World Alliance for Disaster Management
- Formation: September 2026
- Type: International organization
- Headquarters: Taipei, Taiwan

= World Alliance for Disaster Management =

World Alliance for Disaster Management (WADM) is an international organization to promote joint training and exercises, mutual assistance and information sharing, based in Taipei, Taiwan. WADW was announced by Taiwanese president Lai Ching-te at the opening of the Resilient Taiwan for Sustainable Democracy International Forum on 19 September 2026.

== Background ==

Taiwan (officially the Republic of China or ROC) is a member of several international organizations, but as a result of pressure from the People's Republic of China (PRC, commonly known as China), it has had been excluded from or downgraded in many organizations.

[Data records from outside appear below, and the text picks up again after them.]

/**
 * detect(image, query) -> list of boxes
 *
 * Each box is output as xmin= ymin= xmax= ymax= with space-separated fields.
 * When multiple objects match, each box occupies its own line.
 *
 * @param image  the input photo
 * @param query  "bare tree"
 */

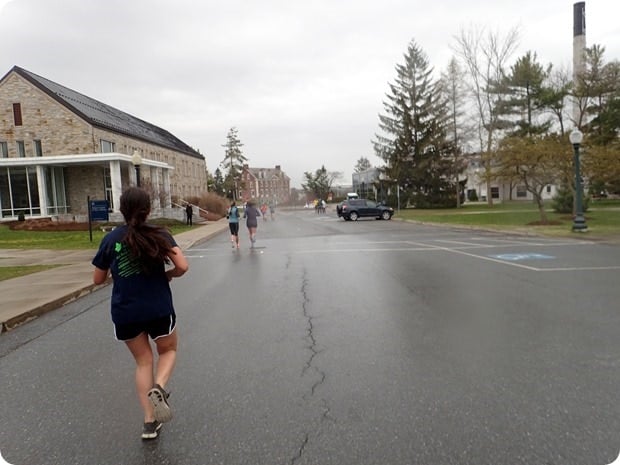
xmin=454 ymin=26 xmax=520 ymax=205
xmin=440 ymin=57 xmax=472 ymax=208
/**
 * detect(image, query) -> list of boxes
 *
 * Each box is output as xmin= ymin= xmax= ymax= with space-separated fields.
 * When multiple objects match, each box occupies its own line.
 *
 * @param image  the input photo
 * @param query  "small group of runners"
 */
xmin=226 ymin=201 xmax=266 ymax=249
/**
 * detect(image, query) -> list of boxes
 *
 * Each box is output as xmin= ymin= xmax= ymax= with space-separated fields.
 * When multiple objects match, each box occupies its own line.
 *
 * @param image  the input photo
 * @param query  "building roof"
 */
xmin=246 ymin=166 xmax=290 ymax=180
xmin=5 ymin=66 xmax=204 ymax=160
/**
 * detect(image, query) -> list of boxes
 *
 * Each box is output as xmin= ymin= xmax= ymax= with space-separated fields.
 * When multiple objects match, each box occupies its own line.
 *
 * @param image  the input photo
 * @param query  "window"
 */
xmin=16 ymin=140 xmax=26 ymax=158
xmin=13 ymin=103 xmax=22 ymax=126
xmin=34 ymin=139 xmax=43 ymax=157
xmin=99 ymin=139 xmax=115 ymax=153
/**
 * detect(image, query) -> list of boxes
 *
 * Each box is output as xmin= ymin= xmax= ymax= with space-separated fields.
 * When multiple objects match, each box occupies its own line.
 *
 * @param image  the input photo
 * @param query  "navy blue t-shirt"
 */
xmin=92 ymin=225 xmax=177 ymax=324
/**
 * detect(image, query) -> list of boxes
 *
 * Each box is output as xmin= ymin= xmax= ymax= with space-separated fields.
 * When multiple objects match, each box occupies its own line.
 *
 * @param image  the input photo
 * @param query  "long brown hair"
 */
xmin=121 ymin=187 xmax=172 ymax=273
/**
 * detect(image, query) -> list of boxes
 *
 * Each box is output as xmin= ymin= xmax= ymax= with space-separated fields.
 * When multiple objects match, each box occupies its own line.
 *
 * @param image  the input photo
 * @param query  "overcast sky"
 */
xmin=0 ymin=0 xmax=620 ymax=187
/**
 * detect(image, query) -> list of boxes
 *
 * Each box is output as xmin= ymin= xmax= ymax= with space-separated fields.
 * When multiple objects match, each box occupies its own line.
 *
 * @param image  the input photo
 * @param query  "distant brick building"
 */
xmin=0 ymin=66 xmax=207 ymax=220
xmin=239 ymin=165 xmax=291 ymax=204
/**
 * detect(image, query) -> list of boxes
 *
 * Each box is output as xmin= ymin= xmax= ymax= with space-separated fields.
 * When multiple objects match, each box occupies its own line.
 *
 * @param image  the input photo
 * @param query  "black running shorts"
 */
xmin=114 ymin=314 xmax=177 ymax=341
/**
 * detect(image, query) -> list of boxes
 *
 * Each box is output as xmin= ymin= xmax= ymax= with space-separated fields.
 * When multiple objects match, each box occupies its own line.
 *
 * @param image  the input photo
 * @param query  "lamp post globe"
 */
xmin=568 ymin=128 xmax=588 ymax=232
xmin=131 ymin=150 xmax=142 ymax=187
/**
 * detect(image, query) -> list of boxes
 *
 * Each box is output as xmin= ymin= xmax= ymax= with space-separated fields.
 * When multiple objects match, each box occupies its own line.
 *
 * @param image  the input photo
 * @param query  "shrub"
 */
xmin=467 ymin=189 xmax=478 ymax=202
xmin=552 ymin=186 xmax=590 ymax=214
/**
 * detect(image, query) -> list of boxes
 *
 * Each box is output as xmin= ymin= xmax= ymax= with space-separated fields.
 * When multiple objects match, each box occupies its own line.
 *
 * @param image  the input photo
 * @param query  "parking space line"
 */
xmin=404 ymin=242 xmax=540 ymax=271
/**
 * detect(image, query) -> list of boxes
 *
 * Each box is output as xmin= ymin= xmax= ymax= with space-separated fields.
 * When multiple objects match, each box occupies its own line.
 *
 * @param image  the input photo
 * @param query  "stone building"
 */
xmin=238 ymin=165 xmax=291 ymax=204
xmin=0 ymin=66 xmax=207 ymax=220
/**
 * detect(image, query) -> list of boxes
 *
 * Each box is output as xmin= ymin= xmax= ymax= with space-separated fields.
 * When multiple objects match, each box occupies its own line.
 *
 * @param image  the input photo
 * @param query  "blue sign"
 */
xmin=90 ymin=200 xmax=110 ymax=221
xmin=490 ymin=253 xmax=555 ymax=262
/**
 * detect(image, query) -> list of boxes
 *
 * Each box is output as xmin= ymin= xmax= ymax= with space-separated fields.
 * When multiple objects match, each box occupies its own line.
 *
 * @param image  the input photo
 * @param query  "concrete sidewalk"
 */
xmin=0 ymin=219 xmax=228 ymax=332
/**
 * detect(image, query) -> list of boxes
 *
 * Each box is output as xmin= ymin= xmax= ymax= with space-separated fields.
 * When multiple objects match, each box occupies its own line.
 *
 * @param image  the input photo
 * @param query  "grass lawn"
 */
xmin=0 ymin=223 xmax=196 ymax=250
xmin=395 ymin=201 xmax=620 ymax=237
xmin=0 ymin=262 xmax=58 ymax=281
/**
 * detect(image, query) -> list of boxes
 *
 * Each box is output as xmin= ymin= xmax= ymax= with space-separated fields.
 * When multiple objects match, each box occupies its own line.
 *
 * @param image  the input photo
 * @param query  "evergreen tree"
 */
xmin=373 ymin=41 xmax=456 ymax=208
xmin=221 ymin=127 xmax=247 ymax=200
xmin=353 ymin=157 xmax=372 ymax=173
xmin=503 ymin=51 xmax=551 ymax=137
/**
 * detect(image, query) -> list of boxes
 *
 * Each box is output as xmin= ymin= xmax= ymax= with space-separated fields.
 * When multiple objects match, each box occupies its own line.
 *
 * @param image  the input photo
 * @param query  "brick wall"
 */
xmin=0 ymin=73 xmax=207 ymax=205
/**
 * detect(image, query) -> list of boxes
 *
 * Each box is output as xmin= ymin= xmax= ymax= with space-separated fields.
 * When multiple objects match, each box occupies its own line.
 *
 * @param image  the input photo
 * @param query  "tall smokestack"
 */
xmin=573 ymin=2 xmax=586 ymax=125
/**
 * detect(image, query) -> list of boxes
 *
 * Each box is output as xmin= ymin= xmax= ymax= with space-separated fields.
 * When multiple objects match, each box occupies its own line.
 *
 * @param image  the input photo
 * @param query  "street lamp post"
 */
xmin=131 ymin=150 xmax=142 ymax=187
xmin=569 ymin=129 xmax=588 ymax=232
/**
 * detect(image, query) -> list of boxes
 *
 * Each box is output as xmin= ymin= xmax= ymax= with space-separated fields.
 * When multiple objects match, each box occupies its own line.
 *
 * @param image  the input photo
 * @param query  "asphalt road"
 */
xmin=0 ymin=211 xmax=620 ymax=465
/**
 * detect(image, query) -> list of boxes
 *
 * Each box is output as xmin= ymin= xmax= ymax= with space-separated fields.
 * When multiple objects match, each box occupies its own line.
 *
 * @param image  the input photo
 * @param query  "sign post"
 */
xmin=87 ymin=196 xmax=110 ymax=242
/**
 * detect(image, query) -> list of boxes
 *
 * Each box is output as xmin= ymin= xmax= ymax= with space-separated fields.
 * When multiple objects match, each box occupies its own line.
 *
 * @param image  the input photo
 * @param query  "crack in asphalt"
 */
xmin=291 ymin=269 xmax=333 ymax=465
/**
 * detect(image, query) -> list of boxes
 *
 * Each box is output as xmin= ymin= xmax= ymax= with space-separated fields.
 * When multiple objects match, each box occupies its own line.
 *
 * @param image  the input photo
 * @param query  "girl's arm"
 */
xmin=166 ymin=246 xmax=189 ymax=281
xmin=93 ymin=267 xmax=110 ymax=284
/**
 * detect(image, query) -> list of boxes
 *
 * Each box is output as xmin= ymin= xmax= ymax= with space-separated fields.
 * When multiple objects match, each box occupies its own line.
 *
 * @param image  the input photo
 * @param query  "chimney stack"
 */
xmin=573 ymin=2 xmax=586 ymax=126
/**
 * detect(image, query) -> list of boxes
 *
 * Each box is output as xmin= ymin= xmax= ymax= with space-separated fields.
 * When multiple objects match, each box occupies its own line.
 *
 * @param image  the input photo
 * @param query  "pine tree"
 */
xmin=221 ymin=127 xmax=247 ymax=200
xmin=373 ymin=41 xmax=456 ymax=208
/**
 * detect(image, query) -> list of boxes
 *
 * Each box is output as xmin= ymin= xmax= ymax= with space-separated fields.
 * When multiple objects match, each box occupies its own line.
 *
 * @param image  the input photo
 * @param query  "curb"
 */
xmin=0 ymin=221 xmax=228 ymax=334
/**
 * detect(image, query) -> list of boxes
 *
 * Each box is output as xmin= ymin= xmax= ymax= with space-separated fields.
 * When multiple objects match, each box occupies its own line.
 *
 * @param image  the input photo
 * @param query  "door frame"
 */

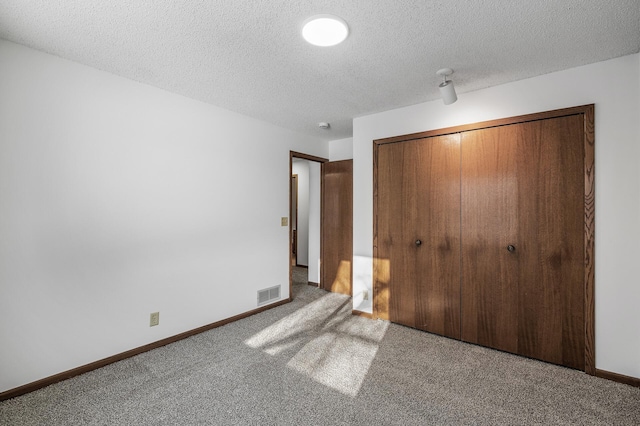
xmin=372 ymin=104 xmax=596 ymax=376
xmin=288 ymin=151 xmax=329 ymax=300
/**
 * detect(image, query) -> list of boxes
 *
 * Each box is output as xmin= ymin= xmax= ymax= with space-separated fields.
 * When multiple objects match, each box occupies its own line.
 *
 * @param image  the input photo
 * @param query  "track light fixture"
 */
xmin=436 ymin=68 xmax=458 ymax=105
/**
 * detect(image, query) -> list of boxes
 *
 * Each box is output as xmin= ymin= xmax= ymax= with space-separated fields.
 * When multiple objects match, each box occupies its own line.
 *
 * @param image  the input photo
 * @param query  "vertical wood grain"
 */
xmin=375 ymin=135 xmax=460 ymax=338
xmin=320 ymin=160 xmax=353 ymax=295
xmin=374 ymin=105 xmax=596 ymax=374
xmin=583 ymin=105 xmax=596 ymax=375
xmin=461 ymin=126 xmax=523 ymax=352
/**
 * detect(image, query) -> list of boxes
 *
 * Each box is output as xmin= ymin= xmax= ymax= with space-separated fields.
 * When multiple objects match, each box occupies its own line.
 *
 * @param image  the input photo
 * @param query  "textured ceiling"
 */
xmin=0 ymin=0 xmax=640 ymax=140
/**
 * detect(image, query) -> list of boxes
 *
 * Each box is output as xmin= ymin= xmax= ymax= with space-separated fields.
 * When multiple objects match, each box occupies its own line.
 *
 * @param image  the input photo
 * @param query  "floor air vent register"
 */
xmin=258 ymin=285 xmax=280 ymax=306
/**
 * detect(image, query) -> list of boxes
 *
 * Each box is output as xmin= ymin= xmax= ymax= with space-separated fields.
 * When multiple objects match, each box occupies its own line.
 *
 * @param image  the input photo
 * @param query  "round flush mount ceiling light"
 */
xmin=302 ymin=15 xmax=349 ymax=47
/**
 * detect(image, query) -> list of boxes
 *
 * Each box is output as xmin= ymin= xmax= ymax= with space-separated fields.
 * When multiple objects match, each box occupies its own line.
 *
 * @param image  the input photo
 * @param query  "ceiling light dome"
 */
xmin=302 ymin=15 xmax=349 ymax=47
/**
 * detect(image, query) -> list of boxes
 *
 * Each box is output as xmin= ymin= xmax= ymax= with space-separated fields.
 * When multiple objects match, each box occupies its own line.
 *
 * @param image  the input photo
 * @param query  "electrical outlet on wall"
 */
xmin=149 ymin=312 xmax=160 ymax=327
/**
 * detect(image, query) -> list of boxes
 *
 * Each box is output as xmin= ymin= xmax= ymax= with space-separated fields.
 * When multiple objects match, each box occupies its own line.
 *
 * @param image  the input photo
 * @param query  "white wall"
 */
xmin=0 ymin=40 xmax=328 ymax=392
xmin=291 ymin=158 xmax=309 ymax=266
xmin=329 ymin=138 xmax=353 ymax=161
xmin=353 ymin=54 xmax=640 ymax=377
xmin=308 ymin=161 xmax=321 ymax=283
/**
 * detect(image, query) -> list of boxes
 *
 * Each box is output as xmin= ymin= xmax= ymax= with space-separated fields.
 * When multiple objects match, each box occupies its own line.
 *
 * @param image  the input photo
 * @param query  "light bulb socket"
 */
xmin=438 ymin=80 xmax=458 ymax=105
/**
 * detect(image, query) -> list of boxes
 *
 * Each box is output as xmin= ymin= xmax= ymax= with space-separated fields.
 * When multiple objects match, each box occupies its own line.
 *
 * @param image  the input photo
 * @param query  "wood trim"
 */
xmin=373 ymin=104 xmax=593 ymax=145
xmin=288 ymin=151 xmax=329 ymax=298
xmin=0 ymin=297 xmax=292 ymax=401
xmin=351 ymin=309 xmax=373 ymax=319
xmin=582 ymin=104 xmax=596 ymax=376
xmin=372 ymin=104 xmax=598 ymax=375
xmin=289 ymin=151 xmax=329 ymax=163
xmin=595 ymin=369 xmax=640 ymax=388
xmin=371 ymin=141 xmax=382 ymax=320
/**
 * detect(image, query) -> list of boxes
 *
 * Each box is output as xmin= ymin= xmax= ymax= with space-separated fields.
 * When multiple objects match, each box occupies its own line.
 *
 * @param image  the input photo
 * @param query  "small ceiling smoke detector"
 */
xmin=302 ymin=15 xmax=349 ymax=47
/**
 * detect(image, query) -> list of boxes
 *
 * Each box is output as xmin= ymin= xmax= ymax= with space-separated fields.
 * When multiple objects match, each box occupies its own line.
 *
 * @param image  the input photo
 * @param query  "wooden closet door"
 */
xmin=461 ymin=115 xmax=585 ymax=370
xmin=374 ymin=135 xmax=460 ymax=339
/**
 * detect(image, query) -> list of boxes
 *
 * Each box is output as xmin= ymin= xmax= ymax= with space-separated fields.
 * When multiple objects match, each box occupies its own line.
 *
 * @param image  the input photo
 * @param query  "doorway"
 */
xmin=289 ymin=151 xmax=329 ymax=295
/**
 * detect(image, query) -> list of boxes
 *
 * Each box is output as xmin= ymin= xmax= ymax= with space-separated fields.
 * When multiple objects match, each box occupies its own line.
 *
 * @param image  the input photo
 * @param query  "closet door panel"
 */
xmin=461 ymin=116 xmax=584 ymax=369
xmin=518 ymin=115 xmax=584 ymax=370
xmin=376 ymin=135 xmax=460 ymax=338
xmin=461 ymin=126 xmax=521 ymax=352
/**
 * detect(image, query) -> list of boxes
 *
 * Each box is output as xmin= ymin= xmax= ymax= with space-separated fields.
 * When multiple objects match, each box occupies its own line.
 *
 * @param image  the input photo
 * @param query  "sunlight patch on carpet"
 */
xmin=244 ymin=293 xmax=389 ymax=397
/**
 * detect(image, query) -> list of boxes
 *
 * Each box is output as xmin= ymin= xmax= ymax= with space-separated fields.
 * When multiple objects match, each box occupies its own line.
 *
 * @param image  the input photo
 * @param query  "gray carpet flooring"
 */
xmin=0 ymin=269 xmax=640 ymax=425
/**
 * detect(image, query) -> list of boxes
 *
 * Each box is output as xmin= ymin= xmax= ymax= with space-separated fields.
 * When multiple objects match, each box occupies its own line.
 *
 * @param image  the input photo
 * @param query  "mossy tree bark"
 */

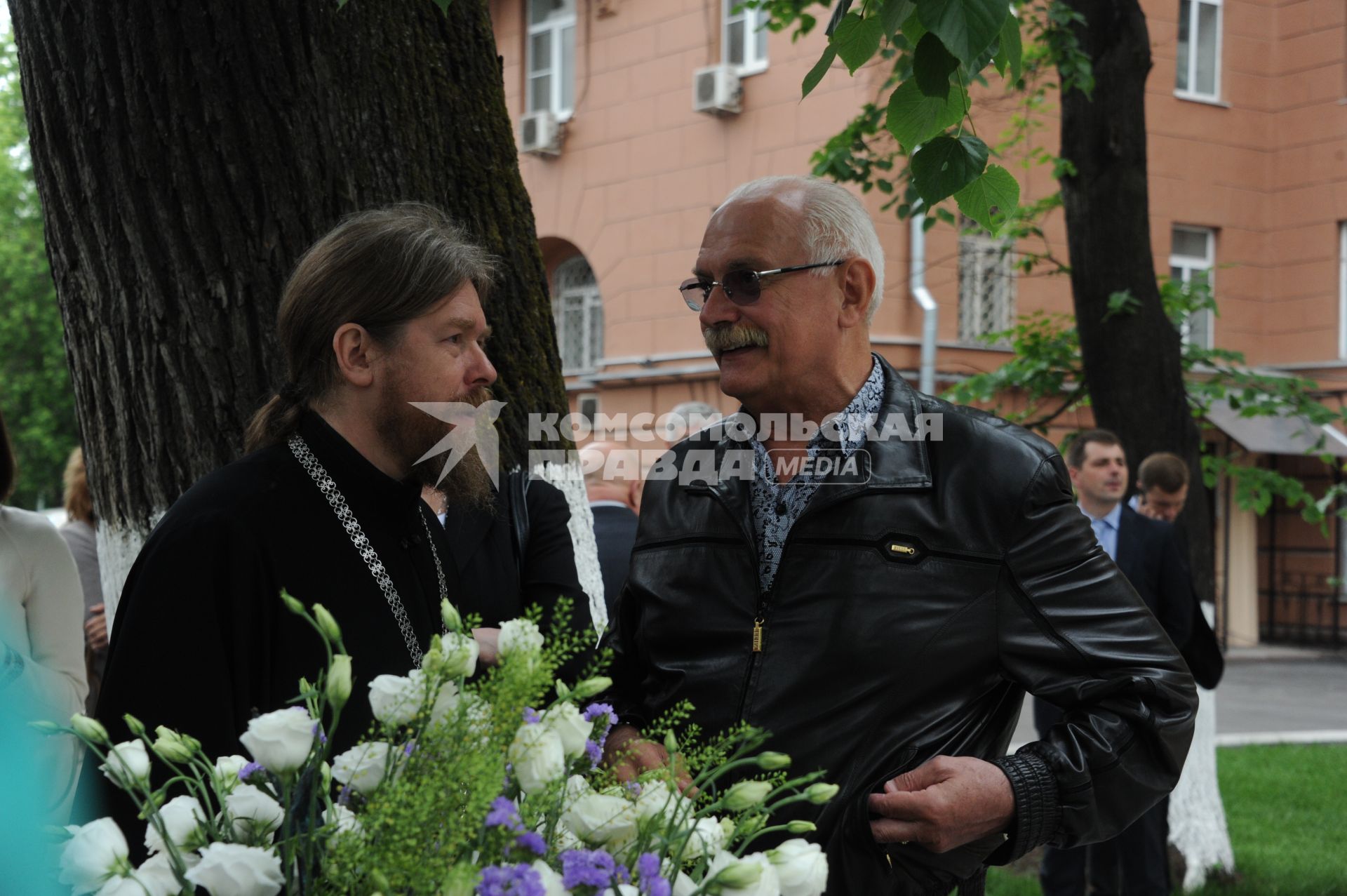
xmin=9 ymin=0 xmax=565 ymax=608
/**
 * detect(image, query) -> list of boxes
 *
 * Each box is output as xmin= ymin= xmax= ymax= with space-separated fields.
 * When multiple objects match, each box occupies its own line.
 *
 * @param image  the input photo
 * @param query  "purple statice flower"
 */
xmin=514 ymin=831 xmax=547 ymax=855
xmin=486 ymin=796 xmax=524 ymax=831
xmin=477 ymin=865 xmax=547 ymax=896
xmin=562 ymin=849 xmax=615 ymax=889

As of September 2026, there are three international bodies headquartered in Taiwan: the Food and Fertilizer Technology Center for the Asian and Pacific Region established in 1970, and the World Vegetable Center established in 1971, and WDAW.

== Membership ==
Members include 11 of Taiwan's diplomatic allies, along with Somaliland.

21 other members include United States, Japan, the United Kingdom, Germany, the Netherlands, Poland, Türkiye, and the Philippines.

Initiatives including establishing a major disaster response training hub for the Indo-Pacific at the National Fire Agency Training Center in Nantou County.